Mark caught a couple rainbows. I had a fish on for a moment that probably was another one, lost a small fish that could have been a sunny, and caught the smallmouth bass photographed below.
Mark uses a centerpin outfit and usually does pretty well with it. On a springtime occasion, he told me his river stints are practice for Pulaski. Recently, he was up there for steelhead. The news he has today is that fish have pushed upstream in numbers since the four days that yielded him one. (He also caught three resident rainbows, each about a foot long.) One of the guys he fishes with is fantastic at using plastic beads for the steelhead and caught only four. Mark said of his fish, "It made the whole time up there worthwhile."
My sympathies exactly. The last I fished steelhead, my son, Matt, and I went up there with fly rods in November 2015. I remember fishing only three days. On the first we kind of messed around after getting up there in the afternoon. The second we fly-fished with a guide, and Matt caught the only steelhead reported on the Douglaston Salmon Run the entire morning, a fish of about six pounds on some buggy-looking blue fly. The third day, I caught one about four pounds on an Estaz Egg imitation, Matt fought one that took off downstream, and I almost hooked another. Enough to make me want to go back.
Beautiful warm day today. It's hard to believe it's over already as I write, but as I drove away from the river, the day felt full. I had given the fishing the sensible effort it required. I know these marabou jigs work. I've caught a lot of fall & winter trout on them. Mark with his egg sac under a float that positions so precisely in a pool is a little intimidating, because he seems to always catch more that way. But instead of succumbing to suckedness, I fished that damn jig as if it has the dignity it's proven to have. I was looking at pocket water that did have depth to it, for example. Instead of passing it up or fishing it half-assed, I fished every pocket thoroughly, as if a rainbow might be there that would hit. Or even a wild brown.
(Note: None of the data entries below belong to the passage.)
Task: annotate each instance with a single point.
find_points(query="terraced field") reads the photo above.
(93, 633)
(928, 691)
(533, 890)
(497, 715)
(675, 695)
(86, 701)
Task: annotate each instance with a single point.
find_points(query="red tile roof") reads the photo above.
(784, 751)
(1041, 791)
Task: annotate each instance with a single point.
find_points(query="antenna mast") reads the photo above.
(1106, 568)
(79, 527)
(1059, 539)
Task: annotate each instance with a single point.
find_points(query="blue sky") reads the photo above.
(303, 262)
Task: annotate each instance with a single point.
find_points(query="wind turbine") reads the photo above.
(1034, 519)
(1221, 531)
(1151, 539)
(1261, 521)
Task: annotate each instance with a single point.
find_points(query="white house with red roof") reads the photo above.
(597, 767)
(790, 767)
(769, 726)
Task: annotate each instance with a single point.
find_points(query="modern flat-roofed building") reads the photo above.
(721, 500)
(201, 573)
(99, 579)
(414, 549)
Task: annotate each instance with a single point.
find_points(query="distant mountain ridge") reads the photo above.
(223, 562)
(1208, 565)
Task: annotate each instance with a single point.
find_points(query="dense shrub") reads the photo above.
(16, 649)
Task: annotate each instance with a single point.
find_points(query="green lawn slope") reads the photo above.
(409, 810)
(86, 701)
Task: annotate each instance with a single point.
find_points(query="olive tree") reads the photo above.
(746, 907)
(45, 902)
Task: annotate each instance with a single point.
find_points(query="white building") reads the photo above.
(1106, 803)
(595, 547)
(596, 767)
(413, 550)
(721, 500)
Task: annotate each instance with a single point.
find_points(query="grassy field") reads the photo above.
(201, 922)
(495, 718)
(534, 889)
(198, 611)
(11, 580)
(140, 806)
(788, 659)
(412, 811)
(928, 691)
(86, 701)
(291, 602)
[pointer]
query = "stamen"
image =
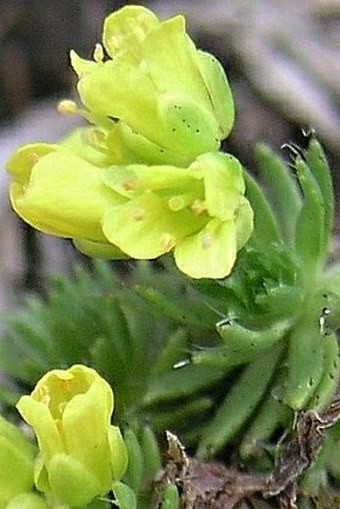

Instead, one of the pockets resulted in a smallmouth bass that had taken station, probably feeding. Had I not fished as confidently and thoroughly as I did, I never would have come across that fish. The mystery, though, is why am I not catching the rainbows? Last year, I caught them every outing this time of year. Water was pretty low then, too. At least I had that hit today, surely a rainbow, though I don't really know.
Before today with Mark, I fished the Flatbrook, where I really did not see many fish, and the North Branch yesterday, where I also saw relatively few fish compared to last year. Both places trout took interest in the jig. They followed. But none lurched ahead and struck as they did last year.